La pratique du vélo, qui connaissait avant le confinement deux pics les jours de semaine, matin et soir, "s'étale davantage sur la journée", relève aussi Vélo & territoires. "En milieu urbain, comparée à la situation avant confinement, la fréquentation est en baisse sur les heures de pointe (7h-9h et 17h-19h) et elle augmente sur le reste de la journée", ajoute-t-elle.
Des municipalités ont créé ou renforcé leurs infrastructures dédiées au vélo avec des pistes cyclables provisoires, pour éviter que les usagers des transports en commun se reportent massivement sur la voiture par crainte du coronavirus. Pour faciliter les retours d'expériences et les échanges sur la réalisation de ces aménagements cyclables de transition, Vélo & Territoires a aussi participé avec l'Ademe, le Club des villes et territoires cyclables, et la Fabrique des mobilités à la création d'un outil d'échange à destination des collectivités territoriales accessible sur abonnement.

Plans vélos dans les régions

En tant qu'autorités organisatrices de la mobilité, les régions veulent aussi participer à ce mouvement de fond en faveur de la petite reine et plusieurs d'entre elles ont adopté des plans vélos, en lien avec les associations, les villes et les intercommunalités de leur territoire, rappelle Régions de France dans sa lettre d'information datée du 22 mai. Auvergne-Rhône-Alpes a ainsi mis en place en juin dernier une aide à l’aménagement des abords des gares et haltes ferroviaires ainsi que des gares routières qui finance l’installation de bornes de stationnement pour les vélos. Bourgogne-Franche Comté a prévu des aides aux constructions de liaisons douces dans les contrats de territoire et encourage la prise en compte du vélo dans la chaine de déplacement (emport des vélos dans les TER, installation par la région d’abris vélo sécurisés aux abords des gares).
L'Ile-de-France s'est dotée en 2017 d'un plan ambitieux qui vise à atteindre les 2 millions de déplacements à vélo chaque jour dans la région en 2021. Face à la crise actuelle, la région a aussi annoncé un investissement de 300 millions d’euros pour financer à hauteur de 60% le "RER V", une initiative  du  Collectif Vélo Île-de-France qui entend constituer un réseau maillé sur le territoire francilien pour faciliter les déplacements à vélo sur des distances plus importantes. L’Île-de-France compte aujourd’hui plus de 700 km de pistes cyclables et de zones 30. Le service régional de location Véligo, lancé en septembre dernier par la région et Île-de-France Mobilités, permet aussi de louer pendant 6 mois un vélo à assistance électrique en bénéficiant d’un service d’entretien. Depuis la sortie du confinement, il a enregistré 3.500 clients supplémentaires et a franchi le cap des 10.000 clients depuis sa création.
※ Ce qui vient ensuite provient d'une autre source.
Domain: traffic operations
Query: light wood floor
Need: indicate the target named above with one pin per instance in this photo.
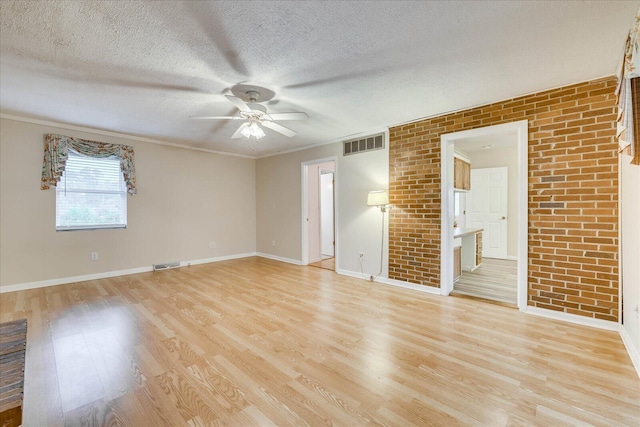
(494, 279)
(258, 342)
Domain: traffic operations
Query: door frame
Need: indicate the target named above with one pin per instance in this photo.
(504, 231)
(304, 168)
(321, 172)
(520, 129)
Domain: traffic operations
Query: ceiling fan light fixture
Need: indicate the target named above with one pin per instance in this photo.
(253, 130)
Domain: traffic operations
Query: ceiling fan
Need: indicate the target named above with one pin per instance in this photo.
(254, 114)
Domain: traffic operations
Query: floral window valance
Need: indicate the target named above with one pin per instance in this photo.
(56, 153)
(629, 95)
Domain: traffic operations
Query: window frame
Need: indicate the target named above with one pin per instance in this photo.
(63, 188)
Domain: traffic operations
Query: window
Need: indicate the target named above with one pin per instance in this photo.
(91, 194)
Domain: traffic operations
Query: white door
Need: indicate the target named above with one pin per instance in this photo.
(487, 209)
(326, 213)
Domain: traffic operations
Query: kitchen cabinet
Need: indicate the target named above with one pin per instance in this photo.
(461, 175)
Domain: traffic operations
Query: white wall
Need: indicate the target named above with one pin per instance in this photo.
(498, 157)
(630, 255)
(185, 200)
(278, 193)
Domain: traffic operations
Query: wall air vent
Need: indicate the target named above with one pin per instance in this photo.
(360, 145)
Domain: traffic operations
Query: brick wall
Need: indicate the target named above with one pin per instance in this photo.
(572, 195)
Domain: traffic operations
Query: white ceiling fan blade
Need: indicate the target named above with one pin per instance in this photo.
(242, 106)
(288, 116)
(215, 117)
(238, 133)
(279, 128)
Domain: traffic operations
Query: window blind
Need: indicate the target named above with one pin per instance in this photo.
(91, 194)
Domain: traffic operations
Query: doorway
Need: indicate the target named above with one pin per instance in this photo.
(484, 140)
(319, 213)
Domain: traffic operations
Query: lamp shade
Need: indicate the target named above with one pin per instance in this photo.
(378, 198)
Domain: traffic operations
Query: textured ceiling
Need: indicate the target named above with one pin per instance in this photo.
(142, 68)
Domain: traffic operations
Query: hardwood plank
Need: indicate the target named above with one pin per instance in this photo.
(258, 342)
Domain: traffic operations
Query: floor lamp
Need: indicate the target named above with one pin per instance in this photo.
(379, 198)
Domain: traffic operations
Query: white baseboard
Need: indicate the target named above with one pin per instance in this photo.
(392, 282)
(107, 274)
(73, 279)
(279, 258)
(631, 349)
(572, 318)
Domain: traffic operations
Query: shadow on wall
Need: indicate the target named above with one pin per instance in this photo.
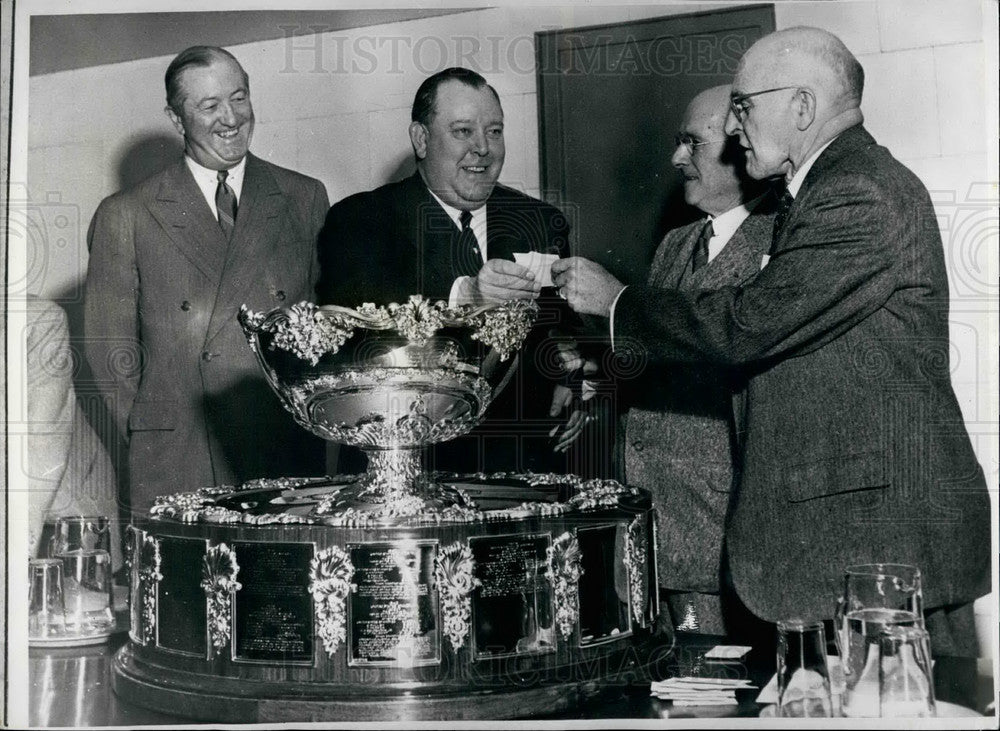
(140, 158)
(146, 156)
(404, 167)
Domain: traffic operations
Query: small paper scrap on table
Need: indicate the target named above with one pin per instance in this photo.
(727, 652)
(700, 691)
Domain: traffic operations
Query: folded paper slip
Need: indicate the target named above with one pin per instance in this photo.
(708, 702)
(694, 694)
(727, 652)
(703, 683)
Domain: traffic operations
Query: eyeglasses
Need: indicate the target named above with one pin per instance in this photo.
(738, 104)
(688, 142)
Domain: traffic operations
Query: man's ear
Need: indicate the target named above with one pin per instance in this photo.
(418, 138)
(806, 109)
(174, 119)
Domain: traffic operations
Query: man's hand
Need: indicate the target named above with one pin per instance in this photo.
(499, 280)
(562, 397)
(587, 287)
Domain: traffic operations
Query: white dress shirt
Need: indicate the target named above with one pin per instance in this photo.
(723, 227)
(795, 183)
(207, 180)
(478, 226)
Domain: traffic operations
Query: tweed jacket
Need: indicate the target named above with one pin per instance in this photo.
(679, 431)
(163, 291)
(384, 245)
(855, 449)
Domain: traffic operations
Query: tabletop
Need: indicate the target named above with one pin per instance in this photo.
(72, 687)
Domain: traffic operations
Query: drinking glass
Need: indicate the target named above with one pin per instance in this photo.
(803, 676)
(80, 532)
(906, 685)
(876, 596)
(88, 590)
(46, 610)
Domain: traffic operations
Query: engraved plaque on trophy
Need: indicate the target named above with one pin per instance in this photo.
(273, 612)
(604, 587)
(181, 624)
(512, 608)
(393, 609)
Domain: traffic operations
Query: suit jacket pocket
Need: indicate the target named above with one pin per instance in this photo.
(834, 475)
(152, 416)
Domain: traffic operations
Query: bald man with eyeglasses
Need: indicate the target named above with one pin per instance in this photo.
(855, 449)
(679, 427)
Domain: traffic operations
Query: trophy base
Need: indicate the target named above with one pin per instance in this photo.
(219, 701)
(264, 603)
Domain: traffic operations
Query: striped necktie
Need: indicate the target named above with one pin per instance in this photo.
(780, 216)
(225, 205)
(468, 257)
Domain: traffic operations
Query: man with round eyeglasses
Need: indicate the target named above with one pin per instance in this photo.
(854, 449)
(679, 427)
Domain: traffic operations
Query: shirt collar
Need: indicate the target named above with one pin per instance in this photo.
(725, 224)
(800, 175)
(208, 180)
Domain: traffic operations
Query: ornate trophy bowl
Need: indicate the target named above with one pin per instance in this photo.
(390, 380)
(395, 595)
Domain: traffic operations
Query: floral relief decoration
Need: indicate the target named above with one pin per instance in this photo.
(330, 574)
(218, 579)
(453, 572)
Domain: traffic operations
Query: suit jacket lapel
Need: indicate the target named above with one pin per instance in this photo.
(257, 224)
(431, 232)
(183, 213)
(671, 262)
(740, 259)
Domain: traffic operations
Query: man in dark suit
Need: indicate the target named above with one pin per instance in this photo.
(171, 261)
(679, 430)
(450, 232)
(854, 450)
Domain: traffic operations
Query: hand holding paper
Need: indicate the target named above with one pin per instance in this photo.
(539, 264)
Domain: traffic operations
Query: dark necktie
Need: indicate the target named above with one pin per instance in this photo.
(780, 216)
(468, 257)
(700, 256)
(225, 204)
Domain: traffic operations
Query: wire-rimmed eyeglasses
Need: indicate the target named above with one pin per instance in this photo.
(690, 144)
(738, 104)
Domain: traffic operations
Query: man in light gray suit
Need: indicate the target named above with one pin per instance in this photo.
(679, 431)
(855, 449)
(171, 261)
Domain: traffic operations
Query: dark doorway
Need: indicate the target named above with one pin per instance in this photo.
(610, 101)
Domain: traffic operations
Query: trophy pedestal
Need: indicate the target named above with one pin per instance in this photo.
(267, 603)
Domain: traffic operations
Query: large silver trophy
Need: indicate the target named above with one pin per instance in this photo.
(397, 594)
(390, 380)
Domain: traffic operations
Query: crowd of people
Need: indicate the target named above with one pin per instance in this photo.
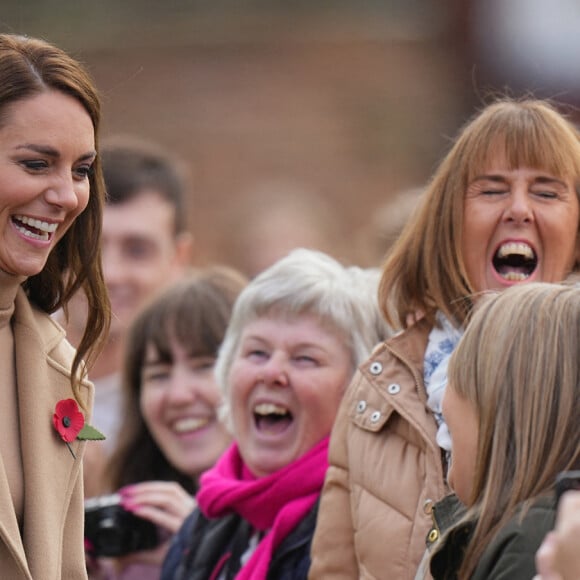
(319, 420)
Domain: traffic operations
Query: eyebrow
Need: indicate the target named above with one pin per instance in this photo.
(542, 179)
(52, 152)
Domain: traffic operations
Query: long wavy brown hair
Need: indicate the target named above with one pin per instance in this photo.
(425, 270)
(28, 67)
(517, 364)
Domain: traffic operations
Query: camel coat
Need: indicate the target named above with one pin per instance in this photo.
(386, 469)
(51, 545)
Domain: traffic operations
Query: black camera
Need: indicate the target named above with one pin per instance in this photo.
(112, 531)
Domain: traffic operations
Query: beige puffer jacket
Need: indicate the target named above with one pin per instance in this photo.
(385, 472)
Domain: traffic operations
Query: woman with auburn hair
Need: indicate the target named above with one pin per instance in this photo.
(513, 411)
(501, 209)
(51, 200)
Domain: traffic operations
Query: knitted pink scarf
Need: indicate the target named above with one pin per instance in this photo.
(276, 502)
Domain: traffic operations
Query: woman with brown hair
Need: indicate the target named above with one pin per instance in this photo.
(171, 431)
(51, 200)
(513, 411)
(501, 209)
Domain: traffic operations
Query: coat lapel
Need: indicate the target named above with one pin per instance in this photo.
(50, 470)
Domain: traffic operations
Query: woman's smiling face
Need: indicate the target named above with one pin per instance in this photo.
(179, 401)
(47, 148)
(518, 225)
(286, 383)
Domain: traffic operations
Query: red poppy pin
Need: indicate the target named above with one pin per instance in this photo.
(69, 423)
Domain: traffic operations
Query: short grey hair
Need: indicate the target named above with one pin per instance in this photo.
(308, 282)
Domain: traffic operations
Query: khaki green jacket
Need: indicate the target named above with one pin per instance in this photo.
(511, 553)
(51, 545)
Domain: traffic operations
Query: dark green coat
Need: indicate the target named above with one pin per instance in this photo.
(511, 553)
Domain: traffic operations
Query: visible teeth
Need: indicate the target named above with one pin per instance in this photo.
(44, 229)
(39, 225)
(518, 248)
(269, 409)
(190, 424)
(33, 235)
(515, 276)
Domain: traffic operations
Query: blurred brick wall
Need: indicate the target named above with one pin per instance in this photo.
(355, 105)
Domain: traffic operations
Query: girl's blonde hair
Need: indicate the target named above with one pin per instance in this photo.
(425, 270)
(517, 364)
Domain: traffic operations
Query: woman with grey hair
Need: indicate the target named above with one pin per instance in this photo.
(297, 333)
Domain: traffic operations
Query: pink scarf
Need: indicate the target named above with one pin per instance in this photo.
(276, 502)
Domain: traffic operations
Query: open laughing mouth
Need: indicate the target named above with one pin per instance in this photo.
(272, 418)
(515, 261)
(33, 228)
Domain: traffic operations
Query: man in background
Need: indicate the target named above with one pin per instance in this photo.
(145, 246)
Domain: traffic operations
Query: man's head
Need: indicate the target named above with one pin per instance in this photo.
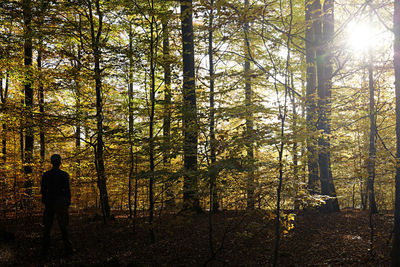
(55, 160)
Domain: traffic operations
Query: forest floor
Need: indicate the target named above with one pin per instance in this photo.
(239, 239)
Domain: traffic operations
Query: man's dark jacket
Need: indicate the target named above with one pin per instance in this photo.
(55, 187)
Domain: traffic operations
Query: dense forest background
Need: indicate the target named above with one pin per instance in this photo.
(187, 106)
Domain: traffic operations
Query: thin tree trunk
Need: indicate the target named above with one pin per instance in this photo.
(282, 115)
(372, 135)
(312, 157)
(190, 127)
(395, 253)
(41, 109)
(213, 190)
(28, 90)
(329, 34)
(99, 149)
(248, 113)
(4, 96)
(324, 75)
(151, 124)
(130, 119)
(169, 193)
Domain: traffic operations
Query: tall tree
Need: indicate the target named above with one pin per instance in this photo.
(213, 157)
(28, 92)
(169, 194)
(312, 157)
(325, 35)
(3, 102)
(372, 133)
(153, 58)
(395, 253)
(96, 31)
(190, 127)
(248, 111)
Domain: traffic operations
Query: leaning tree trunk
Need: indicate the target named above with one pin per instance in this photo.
(190, 127)
(99, 149)
(248, 113)
(395, 253)
(311, 118)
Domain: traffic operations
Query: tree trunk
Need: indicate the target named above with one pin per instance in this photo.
(312, 157)
(248, 113)
(153, 44)
(41, 109)
(324, 75)
(28, 90)
(190, 127)
(395, 253)
(3, 98)
(372, 135)
(214, 205)
(169, 193)
(130, 119)
(99, 149)
(329, 34)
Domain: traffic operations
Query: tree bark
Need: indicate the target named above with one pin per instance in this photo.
(169, 193)
(130, 120)
(324, 75)
(99, 149)
(3, 98)
(28, 91)
(214, 205)
(395, 253)
(248, 113)
(372, 135)
(190, 127)
(311, 118)
(153, 44)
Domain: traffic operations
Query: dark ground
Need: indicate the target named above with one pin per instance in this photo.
(337, 239)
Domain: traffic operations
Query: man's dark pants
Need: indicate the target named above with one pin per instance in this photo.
(60, 211)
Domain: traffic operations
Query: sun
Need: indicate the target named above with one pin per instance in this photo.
(361, 37)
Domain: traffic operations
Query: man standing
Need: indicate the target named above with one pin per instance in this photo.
(56, 196)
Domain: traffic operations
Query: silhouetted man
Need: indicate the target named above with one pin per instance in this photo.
(56, 196)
La région Occitanie veut aussi  favoriser le développement de la pratique du vélo, dans le cadre de sa politique de soutien au développement des modes de transports propres, et a institué un dispositif d’aide financière pour inciter ses administrés à acquérir un vélo à assistance électrique. Coordinatrice de l’intermodalité, la Région Sud déploie quant à elle le schéma régional des véloroutes dont l’objectif est de disposer de 2.000 kilomètres d’itinéraires pour les cyclo-touristes en 2025. Les élus animent des comités d’itinéraires et la collectivité finance l’aménagement de ces véloroutes. Un appel à projet régional de 2,5 millions d’euros (montant estimatif) a été lancé pour leur réalisation. Pour les déplacements vélo en milieu urbain et péri-urbain, la région a  aussi lancé un appel à projets fonds Feder pour la réalisation d’aménagements cyclables (6 millions d'euros, montant estimatif). Enfin, un troisième appel à projet régional porte sur le stationnement et la sécurisation du stationnement sur les pôles d’échanges multimodaux (1 million d'euros, montant estimatif).